Wednesday, 9 January 2013
Exhibit Hall 3 (Austin Convention Center)
Five years of CloudSat 94-GHz cloud-profiling radar observations and collocated ECMWF environmental reanalyses are combined to investigate the morphological characteristics of deep-convective clouds over tropical (30°S - 30°N) oceans. After identifying deep-convective cloud objects in CloudSat data, we develop and apply a novel algorithm that relies on the profile of cloud-object width with height to differentiate between anvils and their corresponding convective cores. From these analyses, we investigate (1) the relationship between convective core width and corresponding anvil width, and (2) the relationships between these morphological quantities and other quantities such as sea-surface temperature, anvil optical depth, and cloud-top temperature.
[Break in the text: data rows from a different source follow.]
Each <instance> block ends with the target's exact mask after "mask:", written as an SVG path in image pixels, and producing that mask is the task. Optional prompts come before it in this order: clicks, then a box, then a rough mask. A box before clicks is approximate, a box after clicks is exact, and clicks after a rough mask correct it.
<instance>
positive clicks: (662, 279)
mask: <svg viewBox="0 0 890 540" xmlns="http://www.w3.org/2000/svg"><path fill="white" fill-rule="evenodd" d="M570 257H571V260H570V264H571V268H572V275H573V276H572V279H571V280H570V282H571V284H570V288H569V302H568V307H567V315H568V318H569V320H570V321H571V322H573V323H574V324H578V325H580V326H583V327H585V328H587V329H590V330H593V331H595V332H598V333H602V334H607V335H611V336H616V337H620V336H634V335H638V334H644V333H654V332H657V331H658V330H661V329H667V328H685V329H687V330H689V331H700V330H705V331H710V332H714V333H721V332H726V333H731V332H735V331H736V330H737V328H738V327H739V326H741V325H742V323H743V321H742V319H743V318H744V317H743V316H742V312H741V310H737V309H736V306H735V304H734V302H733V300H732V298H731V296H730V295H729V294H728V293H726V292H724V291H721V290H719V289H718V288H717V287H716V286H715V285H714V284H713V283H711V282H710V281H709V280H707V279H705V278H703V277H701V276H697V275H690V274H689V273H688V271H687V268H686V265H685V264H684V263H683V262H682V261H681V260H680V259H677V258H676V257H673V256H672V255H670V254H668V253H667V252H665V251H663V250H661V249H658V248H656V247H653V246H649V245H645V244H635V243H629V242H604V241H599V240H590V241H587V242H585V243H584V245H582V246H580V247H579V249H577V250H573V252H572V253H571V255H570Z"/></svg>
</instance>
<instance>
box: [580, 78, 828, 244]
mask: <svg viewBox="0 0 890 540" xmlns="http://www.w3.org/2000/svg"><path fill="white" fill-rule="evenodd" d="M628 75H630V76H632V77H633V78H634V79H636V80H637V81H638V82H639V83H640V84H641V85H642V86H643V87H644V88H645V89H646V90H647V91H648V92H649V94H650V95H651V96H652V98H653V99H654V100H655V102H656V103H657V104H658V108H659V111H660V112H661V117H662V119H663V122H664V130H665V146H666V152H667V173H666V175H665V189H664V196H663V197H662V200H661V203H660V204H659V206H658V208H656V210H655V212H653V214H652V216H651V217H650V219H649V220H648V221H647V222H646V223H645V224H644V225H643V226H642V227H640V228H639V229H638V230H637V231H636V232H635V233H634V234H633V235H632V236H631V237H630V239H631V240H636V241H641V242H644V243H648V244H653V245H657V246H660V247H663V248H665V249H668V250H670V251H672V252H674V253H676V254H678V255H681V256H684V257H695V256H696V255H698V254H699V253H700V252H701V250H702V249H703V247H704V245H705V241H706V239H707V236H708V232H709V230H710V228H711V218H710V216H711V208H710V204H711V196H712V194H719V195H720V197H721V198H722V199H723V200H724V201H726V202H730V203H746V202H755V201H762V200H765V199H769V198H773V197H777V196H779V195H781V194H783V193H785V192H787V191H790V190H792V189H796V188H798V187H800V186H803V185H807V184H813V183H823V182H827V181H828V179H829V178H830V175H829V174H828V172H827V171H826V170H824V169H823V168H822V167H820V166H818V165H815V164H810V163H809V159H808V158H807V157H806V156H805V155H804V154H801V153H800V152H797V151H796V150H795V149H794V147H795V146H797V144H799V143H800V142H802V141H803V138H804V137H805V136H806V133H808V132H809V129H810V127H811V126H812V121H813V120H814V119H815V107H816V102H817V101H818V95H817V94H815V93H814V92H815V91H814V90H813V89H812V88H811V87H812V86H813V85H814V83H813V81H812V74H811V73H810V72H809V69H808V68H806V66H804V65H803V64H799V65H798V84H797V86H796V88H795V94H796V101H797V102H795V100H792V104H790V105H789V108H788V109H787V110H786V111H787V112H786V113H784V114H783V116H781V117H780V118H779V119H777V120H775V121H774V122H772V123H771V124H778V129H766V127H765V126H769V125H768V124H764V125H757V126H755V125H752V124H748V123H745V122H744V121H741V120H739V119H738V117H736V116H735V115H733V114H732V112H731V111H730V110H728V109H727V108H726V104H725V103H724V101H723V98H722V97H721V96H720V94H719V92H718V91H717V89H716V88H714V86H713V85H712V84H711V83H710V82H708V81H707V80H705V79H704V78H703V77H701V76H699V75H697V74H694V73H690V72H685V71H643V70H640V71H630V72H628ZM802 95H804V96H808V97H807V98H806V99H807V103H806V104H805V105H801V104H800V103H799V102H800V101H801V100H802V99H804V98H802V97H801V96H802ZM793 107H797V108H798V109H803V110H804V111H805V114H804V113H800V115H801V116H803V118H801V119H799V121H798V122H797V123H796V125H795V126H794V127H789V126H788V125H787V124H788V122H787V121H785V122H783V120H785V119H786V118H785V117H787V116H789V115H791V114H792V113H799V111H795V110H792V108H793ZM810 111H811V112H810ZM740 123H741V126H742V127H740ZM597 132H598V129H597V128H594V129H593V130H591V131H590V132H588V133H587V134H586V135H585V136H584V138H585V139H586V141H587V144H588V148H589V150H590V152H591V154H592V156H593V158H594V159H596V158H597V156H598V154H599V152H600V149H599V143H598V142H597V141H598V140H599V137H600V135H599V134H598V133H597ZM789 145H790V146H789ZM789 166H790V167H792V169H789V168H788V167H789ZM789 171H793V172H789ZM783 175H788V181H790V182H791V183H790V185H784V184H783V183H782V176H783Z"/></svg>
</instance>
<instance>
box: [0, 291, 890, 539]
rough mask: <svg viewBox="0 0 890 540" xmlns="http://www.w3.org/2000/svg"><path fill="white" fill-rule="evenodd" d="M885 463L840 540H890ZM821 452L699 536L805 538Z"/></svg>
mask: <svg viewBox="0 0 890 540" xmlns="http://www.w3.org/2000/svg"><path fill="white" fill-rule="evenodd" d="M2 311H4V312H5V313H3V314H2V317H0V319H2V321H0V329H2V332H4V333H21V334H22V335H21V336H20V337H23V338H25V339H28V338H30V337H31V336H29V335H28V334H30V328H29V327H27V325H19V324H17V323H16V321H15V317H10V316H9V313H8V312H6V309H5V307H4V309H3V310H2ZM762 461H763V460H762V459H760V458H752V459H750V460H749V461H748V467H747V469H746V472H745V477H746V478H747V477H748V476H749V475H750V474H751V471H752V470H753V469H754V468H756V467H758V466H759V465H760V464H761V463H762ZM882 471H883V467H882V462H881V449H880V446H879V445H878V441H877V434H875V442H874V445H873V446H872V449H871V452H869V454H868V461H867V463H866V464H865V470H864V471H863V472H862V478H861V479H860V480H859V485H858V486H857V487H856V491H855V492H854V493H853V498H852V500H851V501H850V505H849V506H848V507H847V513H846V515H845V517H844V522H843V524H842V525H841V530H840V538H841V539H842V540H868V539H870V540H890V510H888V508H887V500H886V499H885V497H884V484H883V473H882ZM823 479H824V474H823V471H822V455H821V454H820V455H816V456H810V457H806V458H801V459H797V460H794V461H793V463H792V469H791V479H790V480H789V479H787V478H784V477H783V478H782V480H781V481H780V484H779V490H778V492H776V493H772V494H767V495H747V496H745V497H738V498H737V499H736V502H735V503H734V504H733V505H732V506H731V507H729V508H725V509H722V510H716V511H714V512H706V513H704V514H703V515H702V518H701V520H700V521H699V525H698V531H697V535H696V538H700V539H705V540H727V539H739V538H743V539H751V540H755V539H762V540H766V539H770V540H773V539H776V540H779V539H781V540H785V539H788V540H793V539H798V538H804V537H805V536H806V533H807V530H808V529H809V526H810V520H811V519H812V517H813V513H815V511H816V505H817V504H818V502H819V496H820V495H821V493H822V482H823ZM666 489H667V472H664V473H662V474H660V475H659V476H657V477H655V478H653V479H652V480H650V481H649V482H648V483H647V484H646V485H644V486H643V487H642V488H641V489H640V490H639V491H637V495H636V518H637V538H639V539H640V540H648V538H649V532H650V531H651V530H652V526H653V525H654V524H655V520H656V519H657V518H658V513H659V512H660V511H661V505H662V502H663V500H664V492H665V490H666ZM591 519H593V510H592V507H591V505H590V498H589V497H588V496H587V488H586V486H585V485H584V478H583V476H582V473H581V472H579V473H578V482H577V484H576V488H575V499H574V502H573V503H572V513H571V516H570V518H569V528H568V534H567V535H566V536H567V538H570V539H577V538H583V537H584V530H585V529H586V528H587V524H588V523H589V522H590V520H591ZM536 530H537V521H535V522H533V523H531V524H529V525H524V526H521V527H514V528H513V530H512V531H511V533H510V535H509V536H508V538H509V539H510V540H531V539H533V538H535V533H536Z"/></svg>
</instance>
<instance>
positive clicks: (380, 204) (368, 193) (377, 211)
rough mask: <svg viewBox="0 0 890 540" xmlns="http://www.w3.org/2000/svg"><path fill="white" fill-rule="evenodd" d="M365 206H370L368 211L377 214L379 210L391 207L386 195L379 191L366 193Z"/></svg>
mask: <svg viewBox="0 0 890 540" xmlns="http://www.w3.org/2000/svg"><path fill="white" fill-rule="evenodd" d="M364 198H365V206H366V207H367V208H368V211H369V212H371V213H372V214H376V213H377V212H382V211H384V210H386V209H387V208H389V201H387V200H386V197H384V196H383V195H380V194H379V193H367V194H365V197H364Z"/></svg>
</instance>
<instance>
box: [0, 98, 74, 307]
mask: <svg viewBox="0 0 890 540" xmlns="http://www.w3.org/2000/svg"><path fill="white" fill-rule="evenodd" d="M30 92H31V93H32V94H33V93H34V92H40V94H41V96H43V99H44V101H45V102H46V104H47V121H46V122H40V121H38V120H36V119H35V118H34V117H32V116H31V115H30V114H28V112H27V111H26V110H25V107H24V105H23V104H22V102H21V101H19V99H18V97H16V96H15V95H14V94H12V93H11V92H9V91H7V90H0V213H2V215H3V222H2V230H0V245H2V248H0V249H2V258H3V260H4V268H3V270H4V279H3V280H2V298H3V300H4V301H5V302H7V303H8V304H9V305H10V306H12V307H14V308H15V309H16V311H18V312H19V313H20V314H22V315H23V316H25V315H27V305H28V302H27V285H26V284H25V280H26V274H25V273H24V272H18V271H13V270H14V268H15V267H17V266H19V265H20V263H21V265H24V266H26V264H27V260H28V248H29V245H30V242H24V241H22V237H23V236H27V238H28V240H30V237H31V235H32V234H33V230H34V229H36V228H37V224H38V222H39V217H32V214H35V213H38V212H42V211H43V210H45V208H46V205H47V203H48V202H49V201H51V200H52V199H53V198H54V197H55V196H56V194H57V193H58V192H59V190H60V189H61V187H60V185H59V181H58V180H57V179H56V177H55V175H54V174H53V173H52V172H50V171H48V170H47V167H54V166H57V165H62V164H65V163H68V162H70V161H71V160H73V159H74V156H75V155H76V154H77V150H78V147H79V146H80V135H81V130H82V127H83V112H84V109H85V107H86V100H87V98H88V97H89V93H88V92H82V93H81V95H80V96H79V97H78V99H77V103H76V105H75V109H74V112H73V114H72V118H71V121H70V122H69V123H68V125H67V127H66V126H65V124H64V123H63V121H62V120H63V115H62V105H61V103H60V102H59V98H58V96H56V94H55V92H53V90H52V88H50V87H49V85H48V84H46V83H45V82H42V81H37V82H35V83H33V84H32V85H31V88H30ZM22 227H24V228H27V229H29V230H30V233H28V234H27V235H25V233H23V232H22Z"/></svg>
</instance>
In the first investigation, we observe a consistent scaling relationship between convective core width and anvil width that has important implications for the parameterization of deep-convective clouds in climate models. In the second investigation, we observe dramatic changes in cloud morphology and optical properties with increasing sea-surface temperature. We observe that as sea-surface temperature increases, (a) convective cores, along with their corresponding anvils, become narrower; (b) the height of the algorithm-derived boundary between core and anvil rises; (c) anvil optical depth decreases non-negligibly; and (d) cloud-top temperature decreases sharply. These trends have important implications for climate sensitivity, as they suggest the presence of both a negative feedback (from (a)) and a positive feedback (from (d)).